An account of their remarks at the 14th annual Property/Casualty Insurance Joint Industry Forum, held today in New York, was provided by the Insurance Information Institute.
According to panelists who spoke on the "View From the Outside Looking In," businesses with asset risk exposure, such as banks and brokerages, fared much worse during the recession.
P&C insurers do have reason to be concerned about the multiyear decline in net premiums written dating back to 2007, the group agreed, as well as the threat of natural catastrophes, which could cause tens of billions of dollars in insured losses.
"If you look at the performance of the property and casualty industry versus other financial sectors, it has been a stellar performance," said Joseph Guastella, partner, Insurance Industry, Strategy and Operations, Deloitte--something he attributed to the effective risk management practices and prudent supervisory oversight of insurers.

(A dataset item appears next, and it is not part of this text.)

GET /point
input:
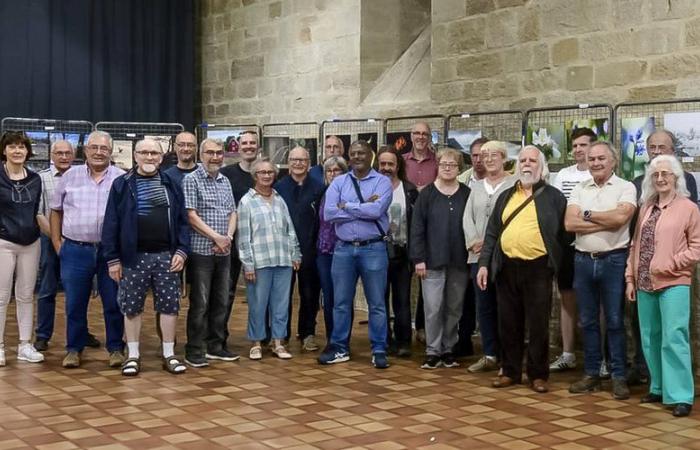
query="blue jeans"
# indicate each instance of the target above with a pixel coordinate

Panelists said the relative calm of the 2009 hurricane season, as well as some reserve releases, were seen as the key reasons p&c insurers' net income after taxes totaled $16.2 billion during the first nine months of 2009, nearly quadruple the $4.4 billion in profits earned a year earlier.
Moreover, the $16.2 billion profit figure was earned entirely in the second and third quarters of 2009, more than offsetting the $1.3 billion loss p&c insurers recorded during the first quarter of 2009, they said, citing the third-quarter 2009 report on p&c industry financial conditions from Insurance Services Office/ Property Casualty Insurers Association of America.

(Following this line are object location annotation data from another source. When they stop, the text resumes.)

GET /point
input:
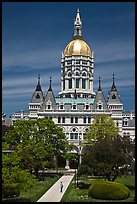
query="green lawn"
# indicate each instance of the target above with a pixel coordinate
(81, 195)
(34, 193)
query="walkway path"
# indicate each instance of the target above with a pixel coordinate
(54, 194)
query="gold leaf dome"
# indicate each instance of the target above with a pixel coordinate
(77, 47)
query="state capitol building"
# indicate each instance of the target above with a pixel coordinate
(76, 104)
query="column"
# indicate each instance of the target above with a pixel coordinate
(67, 164)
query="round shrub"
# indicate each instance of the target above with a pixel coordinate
(108, 190)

"One of the great untold stories of the last year is how well the insurance sector in general has done," said Professor Scott Harrington, University of Pennsylvania's Wharton School. "Even the life companies, given what happened in residential mortgage-backed securities and asset markets, I think the performance of the overall sector has been truly remarkable."
Therese Vaughan, chief executive officer, National Association of Insurance Commissioners, remarked, "The business model of the property and casualty industry is not as much about asset risk as the other financial sectors are; it's about liability risk."

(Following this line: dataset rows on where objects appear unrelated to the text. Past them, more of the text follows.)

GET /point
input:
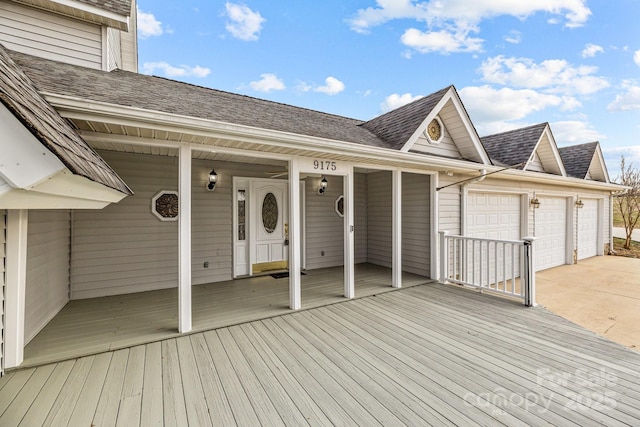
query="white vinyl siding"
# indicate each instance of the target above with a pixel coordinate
(588, 224)
(535, 164)
(449, 204)
(551, 230)
(416, 224)
(49, 35)
(47, 280)
(124, 248)
(114, 53)
(129, 44)
(360, 217)
(325, 228)
(3, 280)
(379, 232)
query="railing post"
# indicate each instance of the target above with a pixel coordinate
(529, 274)
(444, 257)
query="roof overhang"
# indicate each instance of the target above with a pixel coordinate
(32, 177)
(109, 124)
(81, 10)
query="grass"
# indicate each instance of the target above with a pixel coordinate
(634, 252)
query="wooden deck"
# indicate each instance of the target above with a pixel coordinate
(426, 355)
(97, 325)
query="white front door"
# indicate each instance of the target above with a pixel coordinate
(269, 240)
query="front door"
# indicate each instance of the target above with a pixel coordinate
(269, 241)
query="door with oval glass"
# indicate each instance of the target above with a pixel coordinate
(270, 239)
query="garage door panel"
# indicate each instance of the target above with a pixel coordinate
(551, 231)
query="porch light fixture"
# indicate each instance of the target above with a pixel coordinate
(535, 203)
(213, 178)
(323, 185)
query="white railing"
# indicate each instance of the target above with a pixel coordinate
(500, 266)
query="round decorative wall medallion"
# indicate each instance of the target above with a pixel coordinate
(434, 130)
(164, 205)
(269, 213)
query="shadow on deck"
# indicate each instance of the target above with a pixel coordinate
(426, 355)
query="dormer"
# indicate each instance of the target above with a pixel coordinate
(90, 33)
(531, 149)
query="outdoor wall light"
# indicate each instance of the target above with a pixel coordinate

Ms. Vaughan, a former Iowa insurance commissioner, said, however, that identifying insurers who may face financial trouble remains a challenge, even though regulators track constantly a company's loss reserves and actuarial opinions.
On-site regulatory exams are the only sure way to get a definitive handle on an insurance company's finances, she added, although agents who are on the ground are often the best source of real-time information on an insurer's activities.
Peter Miller, American Institute for CPCU president and the panel's moderator, noted that news for p&c insurers is not all good, pointing out that cumulative net premiums written were down more than 4 percent in 2009, the third consecutive year of decline.
Jay Gelb, director, Barclays Capital, said, "The property and casualty insurance industry is not going to see positive growth any time soon. My estimate is that the industry will probably show a decline in 2010, as well, which would be the worst track record of growth for the industry since the Great Depression."
The economic downturn is impacting commercial insurers more than those who focus on personal lines because commercial insurers' fortunes are tied more closely to the slowdown in new business formation, payroll declines and reduced construction spending, Mr. Gelb added.
In the personal lines market, the panel agreed, larger property insurers are reducing their market share in coastal communities or buying more reinsurance, creating a situation where smaller insurers are taking on more risk.
"The industry is going to take a hit on claims handling when the next big storm comes," predicted Brian Sullivan, editor and publisher of Auto Insurance Report and Property Insurance Report, pointing to the rise of smaller property insurers in states such as Florida.
The panel also concurred with the notion that the creation of a Federal Insurance Office within the U.S. Treasury Department was a likely outcome of the current regulatory reform debate in Washington, D.C.
The Forum is sponsored by: ACORD, American Institute for Chartered Property Casualty Underwriters, American Insurance Association, the Association of Bermuda Insurers and Reinsurers, The Geneva Association, Institute for Business & Home Safety, Insurance Information Institute, Insurance Institute for Highway Safety, International Insurance Society, ISO, National Association of Mutual Insurance Companies, National Council on Compensation Insurance, National Insurance Crime Bureau, Property Casualty Insurers Association of America, Property Loss Research Bureau, and Reinsurance Association of America.